В очереди на получение передо мной всего пара человек, за мной - две женщины. Разговаривают. Мне слышно.
 
- ...почему тебе больно-то? Это точно от него больно, или может быть просто больно?

-  Даже не  знаю... я всегда думала, что от него, но, возможно, дело во мне самой...но, впрочем, какая разница, если с ним больно и плохо, а не хорошо и радостно, какая разница?!

- Ты права. Никакой.

- Или разница есть. Он не виноват в том что мне с ним больно и плохо - вот в чем разница.

- Никто не виноват. Но почему с ним плохо, можешь рассказать?

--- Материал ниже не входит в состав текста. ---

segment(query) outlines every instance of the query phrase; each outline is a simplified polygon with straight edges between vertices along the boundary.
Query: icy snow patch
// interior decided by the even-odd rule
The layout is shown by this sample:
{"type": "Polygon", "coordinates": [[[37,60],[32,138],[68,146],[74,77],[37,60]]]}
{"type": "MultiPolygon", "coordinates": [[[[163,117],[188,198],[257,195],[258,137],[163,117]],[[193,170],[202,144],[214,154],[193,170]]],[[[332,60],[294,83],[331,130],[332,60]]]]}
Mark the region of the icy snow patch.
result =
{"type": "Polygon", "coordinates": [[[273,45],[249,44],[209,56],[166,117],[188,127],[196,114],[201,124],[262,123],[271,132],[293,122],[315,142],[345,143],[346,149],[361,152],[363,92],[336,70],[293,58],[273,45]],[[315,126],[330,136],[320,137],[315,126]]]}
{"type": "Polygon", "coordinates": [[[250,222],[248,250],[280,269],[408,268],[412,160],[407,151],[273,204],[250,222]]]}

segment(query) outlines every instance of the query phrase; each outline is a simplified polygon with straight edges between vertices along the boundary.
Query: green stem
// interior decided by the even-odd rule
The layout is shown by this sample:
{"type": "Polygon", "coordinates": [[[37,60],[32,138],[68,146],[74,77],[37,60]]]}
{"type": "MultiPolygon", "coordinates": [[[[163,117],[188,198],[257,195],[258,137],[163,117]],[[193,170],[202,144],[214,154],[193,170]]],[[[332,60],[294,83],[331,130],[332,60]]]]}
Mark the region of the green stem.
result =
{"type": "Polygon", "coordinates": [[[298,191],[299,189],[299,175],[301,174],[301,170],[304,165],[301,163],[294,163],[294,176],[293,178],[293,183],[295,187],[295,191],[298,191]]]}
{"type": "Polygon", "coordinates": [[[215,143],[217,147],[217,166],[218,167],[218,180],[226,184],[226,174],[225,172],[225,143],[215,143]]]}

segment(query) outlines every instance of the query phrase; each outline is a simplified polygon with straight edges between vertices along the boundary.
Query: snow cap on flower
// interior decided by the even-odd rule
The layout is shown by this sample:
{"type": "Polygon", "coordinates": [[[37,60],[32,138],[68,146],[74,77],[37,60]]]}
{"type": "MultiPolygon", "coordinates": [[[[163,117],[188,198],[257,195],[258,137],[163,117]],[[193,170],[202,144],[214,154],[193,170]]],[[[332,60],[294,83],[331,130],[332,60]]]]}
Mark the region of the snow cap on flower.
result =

- Трудно слова даются, почему-то.

- Он же тебя любит?

- Да.

- А ты?

- Не знаю. То есть я чувствую такую...  тотальную нежность к нему.  К каждому сантиметру кожи. Вот даже, когда всего лишь  за руки беремся при встрече я мгновенно чувствую: что-то раз и замкнулось.  Такое ощущение...целостность. Когда с ним. Только с ним.

- А как любовник он что-то может?

- Тсс. Люди же.

- А люди что, не трахаются?

- Давай потом.

- Ну давай потом.

- Слушай, я не знаю кому это сказать...то есть про-го-во-рить...мне некому...ну то есть не потому что некому, а потому что я не знаю что получится из этого. Я боюсь, что  как только превращу мысли в слова,  то в ужас приду, и мне некуда будет деваться от этого - от своих слов, собственных.

- Не бойся. Пошли отсюда. Попьем кофе-пива, и поговорим.

Я обернулась - будто бы для того, чтобы взглянуть на табло электронных часов, но на самом деле, чтобы посмотреть на этих двоих.  Одну из них я знала!
Вернее, я ее немедленно узнала, потому что на днях видела в метро - и видела так, что запомнила.


*...двое сидели в самом углу вагона - взрослые уже, под сорок - и не видели никого кроме друг друга.
женщина и мужчина.

она что-то говорила, а он явно не слушал, а смотрел как двигаются губы, смотрел, смотрел...потом не выдерживал, делал такой "нырок" головой,  и быстро-быстро целовал ее лицо - глаза, щеки, подбородок - и снова отстранялся, чтобы смотреть на нее.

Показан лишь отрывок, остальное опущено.